The Eleventh Circuit affirmed today a summary judgment against a woman who alleged that her employer subjected her to a hostile work environment in violation of Title VII, which prohibits sex discrimination in employment.  In reaching its conclusions, the court clarified what an employer must do to establish an affirmative defense to a Title VII claim that doesn’t involve an adverse employment action.   Baldwin v. Blue Cross/Blue Shield of Alabama, No. 05-15169 (11th Cir. Mar. 19, 2007).

The defense bears a ponderous name:  FaragherEllerth, after a pair of 1998 Supreme Court decisions, Faragher v. City of Boca Raton, 524 U.S. 775  (1998) and Burlington Indus., Inc. v. Ellerth, 524 U.S. 742 (1998).  It also has two prongs, requiring the employer to show (1) that it exercised reasonable care to prevent and correct sexually harrassing behavior and (2) that the employee unreasonably failed to take advantage of any preventive or corrective measures that the employer offered.

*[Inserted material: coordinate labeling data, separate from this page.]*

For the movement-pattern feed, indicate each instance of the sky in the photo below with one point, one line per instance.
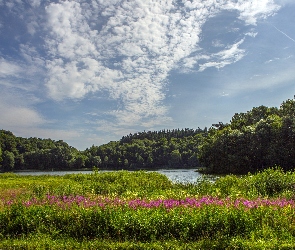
(91, 71)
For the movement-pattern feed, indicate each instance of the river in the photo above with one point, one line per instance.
(175, 175)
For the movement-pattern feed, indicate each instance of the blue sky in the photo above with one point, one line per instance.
(91, 71)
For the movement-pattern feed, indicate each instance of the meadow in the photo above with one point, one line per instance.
(145, 210)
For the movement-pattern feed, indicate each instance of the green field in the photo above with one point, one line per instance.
(145, 210)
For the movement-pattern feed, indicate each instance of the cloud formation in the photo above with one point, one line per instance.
(127, 48)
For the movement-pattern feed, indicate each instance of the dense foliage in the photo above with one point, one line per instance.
(149, 150)
(144, 210)
(260, 138)
(171, 148)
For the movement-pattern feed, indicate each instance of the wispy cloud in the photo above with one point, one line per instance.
(126, 48)
(284, 33)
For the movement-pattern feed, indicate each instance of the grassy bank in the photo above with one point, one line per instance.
(141, 210)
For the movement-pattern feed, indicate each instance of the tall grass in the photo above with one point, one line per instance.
(126, 210)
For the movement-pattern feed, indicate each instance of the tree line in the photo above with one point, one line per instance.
(142, 150)
(260, 138)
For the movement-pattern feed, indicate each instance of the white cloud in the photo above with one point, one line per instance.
(128, 48)
(225, 57)
(9, 68)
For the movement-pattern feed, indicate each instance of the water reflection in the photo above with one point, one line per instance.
(175, 175)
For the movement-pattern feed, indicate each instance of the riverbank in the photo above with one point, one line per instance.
(145, 210)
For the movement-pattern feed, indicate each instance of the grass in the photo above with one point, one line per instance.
(145, 210)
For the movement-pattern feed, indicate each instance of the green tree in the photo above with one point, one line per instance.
(8, 161)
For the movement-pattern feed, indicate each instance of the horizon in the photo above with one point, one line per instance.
(90, 72)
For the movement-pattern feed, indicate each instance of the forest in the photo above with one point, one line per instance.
(261, 138)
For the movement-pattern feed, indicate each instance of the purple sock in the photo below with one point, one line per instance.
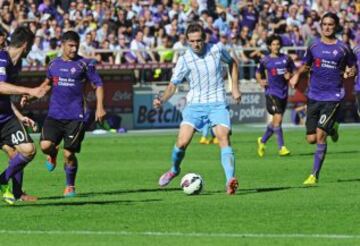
(279, 135)
(17, 180)
(268, 133)
(16, 164)
(319, 157)
(70, 172)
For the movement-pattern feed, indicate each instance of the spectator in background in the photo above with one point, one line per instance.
(179, 47)
(104, 57)
(122, 54)
(139, 51)
(248, 15)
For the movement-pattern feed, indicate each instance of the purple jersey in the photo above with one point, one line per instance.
(8, 73)
(68, 82)
(357, 55)
(249, 19)
(327, 62)
(274, 69)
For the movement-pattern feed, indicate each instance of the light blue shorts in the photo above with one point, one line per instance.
(198, 115)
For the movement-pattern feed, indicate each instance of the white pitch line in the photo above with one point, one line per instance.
(183, 234)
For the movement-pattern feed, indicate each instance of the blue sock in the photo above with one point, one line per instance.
(228, 162)
(176, 158)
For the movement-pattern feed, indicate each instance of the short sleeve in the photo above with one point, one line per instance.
(308, 57)
(3, 74)
(180, 71)
(225, 55)
(92, 75)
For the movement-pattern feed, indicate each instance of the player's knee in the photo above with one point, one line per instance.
(28, 150)
(181, 143)
(69, 156)
(311, 139)
(45, 145)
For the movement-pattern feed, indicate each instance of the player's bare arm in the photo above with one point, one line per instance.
(235, 90)
(24, 119)
(100, 111)
(295, 78)
(168, 93)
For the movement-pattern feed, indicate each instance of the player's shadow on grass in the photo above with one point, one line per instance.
(114, 192)
(328, 153)
(261, 190)
(71, 202)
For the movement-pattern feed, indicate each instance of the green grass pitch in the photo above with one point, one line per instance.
(119, 201)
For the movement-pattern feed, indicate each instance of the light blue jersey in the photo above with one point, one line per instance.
(204, 74)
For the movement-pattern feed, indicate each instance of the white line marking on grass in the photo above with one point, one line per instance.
(183, 234)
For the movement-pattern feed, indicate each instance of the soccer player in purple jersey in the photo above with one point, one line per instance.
(66, 116)
(273, 74)
(13, 137)
(357, 79)
(326, 59)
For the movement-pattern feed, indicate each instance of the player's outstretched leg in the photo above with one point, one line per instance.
(228, 163)
(334, 134)
(70, 168)
(7, 195)
(16, 164)
(262, 140)
(319, 158)
(176, 157)
(50, 162)
(283, 151)
(19, 194)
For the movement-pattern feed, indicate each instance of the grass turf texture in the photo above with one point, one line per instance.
(120, 203)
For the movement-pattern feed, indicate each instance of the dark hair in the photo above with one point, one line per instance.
(334, 17)
(273, 37)
(70, 36)
(195, 27)
(20, 36)
(53, 43)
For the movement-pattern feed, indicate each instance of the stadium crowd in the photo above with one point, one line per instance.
(133, 31)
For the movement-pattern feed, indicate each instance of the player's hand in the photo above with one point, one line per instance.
(40, 91)
(236, 96)
(100, 114)
(349, 72)
(293, 81)
(287, 75)
(29, 122)
(24, 100)
(263, 83)
(157, 103)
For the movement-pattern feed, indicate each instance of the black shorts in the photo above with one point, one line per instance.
(275, 105)
(321, 115)
(13, 132)
(70, 130)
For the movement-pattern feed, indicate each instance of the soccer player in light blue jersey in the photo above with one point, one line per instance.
(327, 59)
(201, 65)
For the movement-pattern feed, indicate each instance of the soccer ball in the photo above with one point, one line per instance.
(192, 184)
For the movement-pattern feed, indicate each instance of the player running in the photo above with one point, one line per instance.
(327, 60)
(201, 65)
(273, 74)
(66, 117)
(14, 139)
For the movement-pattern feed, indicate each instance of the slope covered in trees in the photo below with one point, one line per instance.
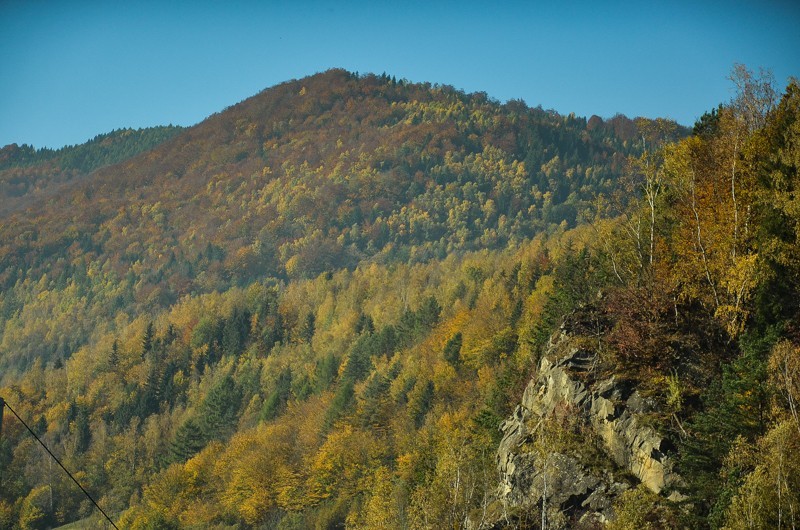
(25, 171)
(306, 177)
(314, 309)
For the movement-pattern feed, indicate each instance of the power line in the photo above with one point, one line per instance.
(5, 403)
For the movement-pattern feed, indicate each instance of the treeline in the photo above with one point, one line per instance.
(26, 172)
(309, 176)
(222, 381)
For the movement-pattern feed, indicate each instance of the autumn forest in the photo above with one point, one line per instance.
(317, 308)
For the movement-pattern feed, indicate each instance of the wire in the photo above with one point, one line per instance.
(60, 464)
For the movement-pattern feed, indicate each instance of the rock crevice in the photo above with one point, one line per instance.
(609, 415)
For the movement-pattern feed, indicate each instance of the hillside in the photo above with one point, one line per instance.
(317, 308)
(26, 172)
(306, 177)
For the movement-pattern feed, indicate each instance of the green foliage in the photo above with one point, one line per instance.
(452, 350)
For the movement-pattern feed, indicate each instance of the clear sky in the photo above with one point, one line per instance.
(72, 70)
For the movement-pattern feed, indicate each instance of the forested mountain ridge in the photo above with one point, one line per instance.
(315, 312)
(25, 171)
(308, 176)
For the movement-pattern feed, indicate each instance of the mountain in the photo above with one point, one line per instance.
(356, 302)
(27, 172)
(308, 176)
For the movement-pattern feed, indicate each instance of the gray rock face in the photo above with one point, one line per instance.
(609, 414)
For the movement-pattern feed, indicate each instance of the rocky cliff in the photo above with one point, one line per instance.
(577, 441)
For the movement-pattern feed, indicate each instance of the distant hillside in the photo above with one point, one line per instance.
(26, 171)
(316, 309)
(308, 176)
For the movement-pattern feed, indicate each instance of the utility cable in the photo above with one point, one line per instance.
(60, 464)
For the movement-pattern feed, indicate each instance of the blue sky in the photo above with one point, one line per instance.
(72, 70)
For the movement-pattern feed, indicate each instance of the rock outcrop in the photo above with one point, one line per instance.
(610, 448)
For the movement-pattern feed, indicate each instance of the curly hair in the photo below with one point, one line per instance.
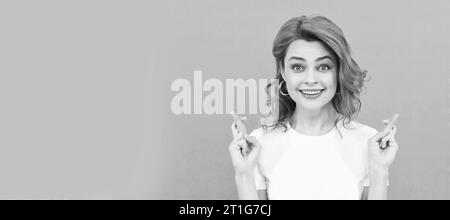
(350, 77)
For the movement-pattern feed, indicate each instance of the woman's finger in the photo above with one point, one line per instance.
(389, 139)
(386, 129)
(239, 123)
(392, 122)
(234, 130)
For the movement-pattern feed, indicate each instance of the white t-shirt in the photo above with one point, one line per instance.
(297, 166)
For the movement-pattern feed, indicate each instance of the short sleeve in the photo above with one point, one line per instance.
(260, 180)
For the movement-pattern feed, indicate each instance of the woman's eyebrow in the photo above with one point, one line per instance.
(303, 59)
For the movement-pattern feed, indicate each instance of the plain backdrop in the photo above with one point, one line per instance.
(85, 91)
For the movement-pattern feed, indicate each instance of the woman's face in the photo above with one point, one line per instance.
(310, 73)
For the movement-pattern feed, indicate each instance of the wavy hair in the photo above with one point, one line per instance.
(350, 77)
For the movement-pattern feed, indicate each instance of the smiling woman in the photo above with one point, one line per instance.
(321, 152)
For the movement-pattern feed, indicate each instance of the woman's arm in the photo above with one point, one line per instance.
(246, 187)
(382, 151)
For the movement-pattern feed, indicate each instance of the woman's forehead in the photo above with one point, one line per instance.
(308, 50)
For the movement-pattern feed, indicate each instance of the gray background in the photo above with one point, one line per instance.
(85, 92)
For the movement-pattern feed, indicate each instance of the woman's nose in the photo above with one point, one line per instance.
(310, 78)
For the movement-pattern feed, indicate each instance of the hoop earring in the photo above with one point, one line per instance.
(281, 90)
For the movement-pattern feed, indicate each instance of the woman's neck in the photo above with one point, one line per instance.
(314, 122)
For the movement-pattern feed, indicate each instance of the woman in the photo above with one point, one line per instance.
(314, 150)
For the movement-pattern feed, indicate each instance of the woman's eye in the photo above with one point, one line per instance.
(324, 68)
(297, 68)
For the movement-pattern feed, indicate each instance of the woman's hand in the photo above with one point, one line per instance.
(383, 148)
(244, 151)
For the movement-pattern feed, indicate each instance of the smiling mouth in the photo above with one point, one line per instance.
(311, 91)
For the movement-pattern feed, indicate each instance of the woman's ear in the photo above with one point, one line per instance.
(282, 70)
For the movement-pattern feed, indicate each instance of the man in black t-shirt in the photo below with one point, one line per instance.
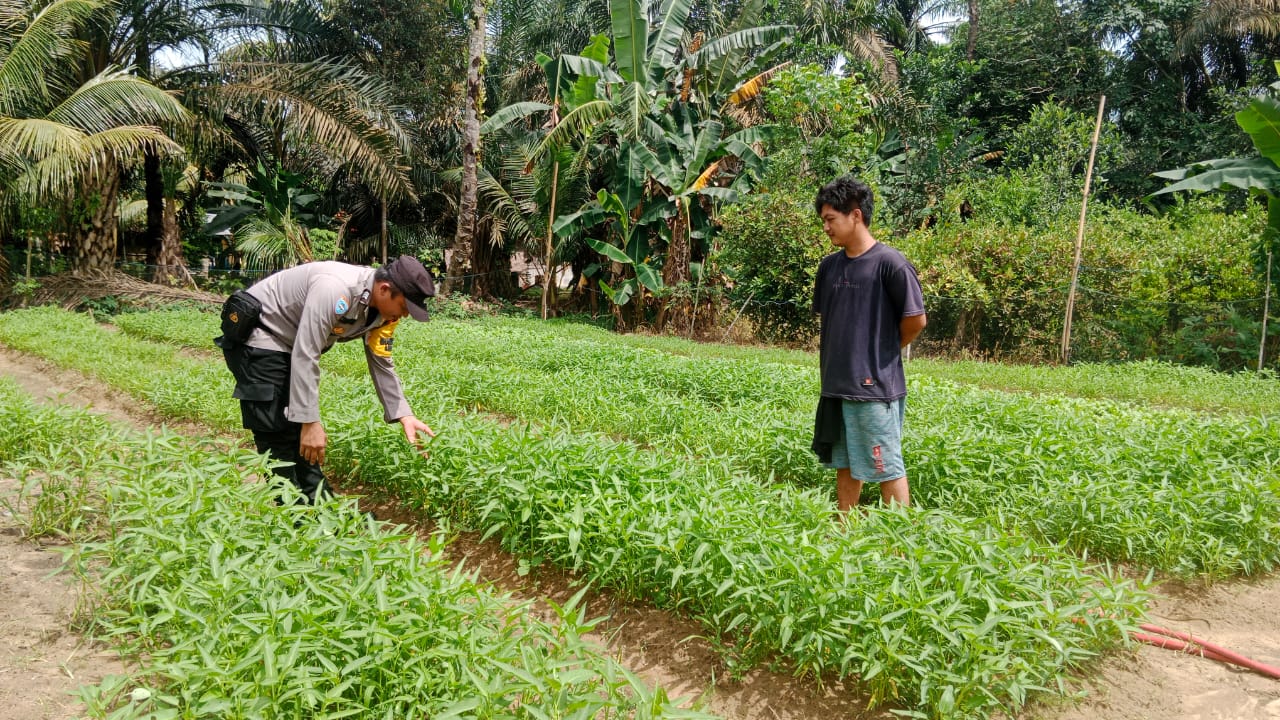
(868, 297)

The court detailed the crude behavior of the Ms. Baldwin’s co-employees before holding that Blue Cross established the Faragher-Ellerth defense as a matter of law.  The court’s highly readable opinion deserves a quotation or two:

  • Regarding the first prong, "there is nothing in the Faragher or Ellerth decisions requiring a company to conduct a full-blown, due process, trial-type proceeding in response to complaints of sexual harassment.  All that is required of an investigation is reasonableness in all of the circumstances, and the permissible circumstances my include conducting the inquiry informally in a manner that will not unnecessarily disrupt the company’s business, and in an effort to arrive at a reasonably fair estimate of truth."
  • Still on the first prong, even a bad investigation won’t defeat the defense because "a reasonable result cures an unreasonable process. . . . Title VII is concerned with preventing discrimination, not with perfecting process."

The court also concluded that the Baldwin’s rejection of remedial measures (counseling of the harasser or transfer to another office) and delay in reporting incidents of sexual harassment established the second prong of the defense.

The argument that prompted the headline for this post concerned Baldwin’s retaliation claim.  She asserted that Blue Cross shouldn’t have fired her for refusing to work with her boss-harasser because she didn’t really mean that she wouldn’t work with him.  The court rejected "Baldwin’s ‘had-my-fingers-crossed’ argument because what counts is not what she believed about her stated intent but what the decision maker at Blue Cross believed".

Blawgletter predicts that HR people and in-house counsel will enjoy reading Baldwin.  It puts some real teeth into the Faragher-Ellerth defense by validating their good faith efforts to resolve discrimination claims amicably.